This year, the town’s New Year’s Eve celebration will look a little different than years past.
After three years of launching the annual fireworks display from the Idarado tailings pile near the East End, the town will be launching the fireworks a little closer to home, atop the New Sheridan Bar rooftop deck.
Although the celebration is organized by the town, the Telluride Fire Protection District is contracted to run the fireworks portion of the event.
The fire department has spent several months planning for the new location and is using a different type of firework than years past, “close-proximity fireworks,” which are designed for use near crowds, according to David Wadley, the battalion chief of the Telluride Fire District.
Wadley said that these types of fireworks often are shot off during concerts and football games.
“There is nothing exploding in the air, people don’t have to worry about their pets or safety,” Wadley said. “They burn going up, they are not very big and they don’t explode, they are small as far as fireworks go.”
Wadley said the show was designed specifically with the town in mind.
“We brought in some specialists that worked on the Salt Lake Olympics (in 2002) and do things for other major concerts and designed it specifically for that location (atop the bar),” he said.
Although close-proximity fireworks are considered safe, and are used with crowds in mind, Wadley said they are taking every precaution.
“We have firefighters with thermal imaging cameras on each rooftop, and we have firefighters in full gear on, standing by,” he said. “We have observers surrounding the block.”
The fireworks are a fairly recent addition to Telluride traditions and the event was created more out of a reaction to New Year’s Eve’s festivities already happening in town, according to Town Manager Greg Clifton.
“With all the craziness and open containers and fireworks (in previous years) a decision was made to put some structure into the whole thing and make it fun and make it family friendly,” Clifton said.
The celebration will include a countdown emceed by Mayor Sean Murphy, music at the courthouse steps and free hot chocolate to keep everyone toasty.
Clifton gave “major props” to the Telluride Fire Department for overseeing the fireworks display.
“We are having so many discussions to make sure things stay safe here,” Clifton said. “These are not the kind of fireworks that blow up or make loud noises. It is a visual thing not a loud thing.

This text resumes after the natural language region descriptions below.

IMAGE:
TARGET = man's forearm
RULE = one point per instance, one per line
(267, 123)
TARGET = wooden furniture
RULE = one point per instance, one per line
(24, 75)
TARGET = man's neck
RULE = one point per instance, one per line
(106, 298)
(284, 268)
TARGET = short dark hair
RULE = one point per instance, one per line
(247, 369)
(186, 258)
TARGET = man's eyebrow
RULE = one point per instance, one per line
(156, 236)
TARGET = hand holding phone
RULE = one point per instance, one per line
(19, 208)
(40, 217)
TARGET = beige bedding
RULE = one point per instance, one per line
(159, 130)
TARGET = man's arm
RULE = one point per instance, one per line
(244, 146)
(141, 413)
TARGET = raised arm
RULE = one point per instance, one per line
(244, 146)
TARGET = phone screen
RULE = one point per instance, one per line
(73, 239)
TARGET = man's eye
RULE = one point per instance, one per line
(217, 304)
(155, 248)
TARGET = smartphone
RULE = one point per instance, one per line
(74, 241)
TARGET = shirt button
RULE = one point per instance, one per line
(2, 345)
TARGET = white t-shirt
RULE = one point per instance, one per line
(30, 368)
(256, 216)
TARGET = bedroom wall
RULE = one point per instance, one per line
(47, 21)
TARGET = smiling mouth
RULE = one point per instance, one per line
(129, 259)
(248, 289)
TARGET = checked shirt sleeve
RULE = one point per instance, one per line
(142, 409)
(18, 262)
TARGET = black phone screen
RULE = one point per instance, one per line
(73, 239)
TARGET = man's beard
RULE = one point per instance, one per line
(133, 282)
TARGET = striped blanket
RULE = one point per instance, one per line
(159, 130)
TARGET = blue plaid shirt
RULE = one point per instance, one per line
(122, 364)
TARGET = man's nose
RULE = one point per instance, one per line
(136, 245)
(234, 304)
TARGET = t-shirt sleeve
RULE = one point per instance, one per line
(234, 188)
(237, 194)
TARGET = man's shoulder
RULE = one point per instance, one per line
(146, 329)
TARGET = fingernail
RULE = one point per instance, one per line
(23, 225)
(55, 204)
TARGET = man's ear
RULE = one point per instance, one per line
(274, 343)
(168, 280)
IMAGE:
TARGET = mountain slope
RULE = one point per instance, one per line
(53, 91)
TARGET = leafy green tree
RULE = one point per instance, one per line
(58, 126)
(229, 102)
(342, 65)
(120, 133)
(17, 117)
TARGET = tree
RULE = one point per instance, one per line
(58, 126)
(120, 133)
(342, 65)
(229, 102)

“We like to remind people to please be aware that open containers are unlawful as are personal fireworks and we will be enforcing.,” he said
Clifton added that all cars need to be cleared on Colorado Avenue between Aspen and Fir Streets by 11 p.m. on New Year’s Eve.
Early in the evening, Telluride Ski Resort will be hosting its own tradition with the New Year’s Eve Torchlight Parade and Fireworks.
From 6:30-7:30 p.m., members of the ski school program will ski and snowboard down the Misty Maiden run toward Mountain Village and the Telluride Trail toward town.
The torches are actually road flares from the Department of Transportation, said Shannon Gibbs, spokeswoman for Telluride Ski Resort.
The tradition has taken place since 1972 and was originally started by ski patrollers, according to Gibbs.
“It is just a really festive and fun event, especially when you see the fireworks go off,” Gibbs said. “It is something unique and different to see, and a great way to celebrate the New Year.”
The fireworks can only be seen from the Town of Mountain Village and will be launched around 6:30 p.m.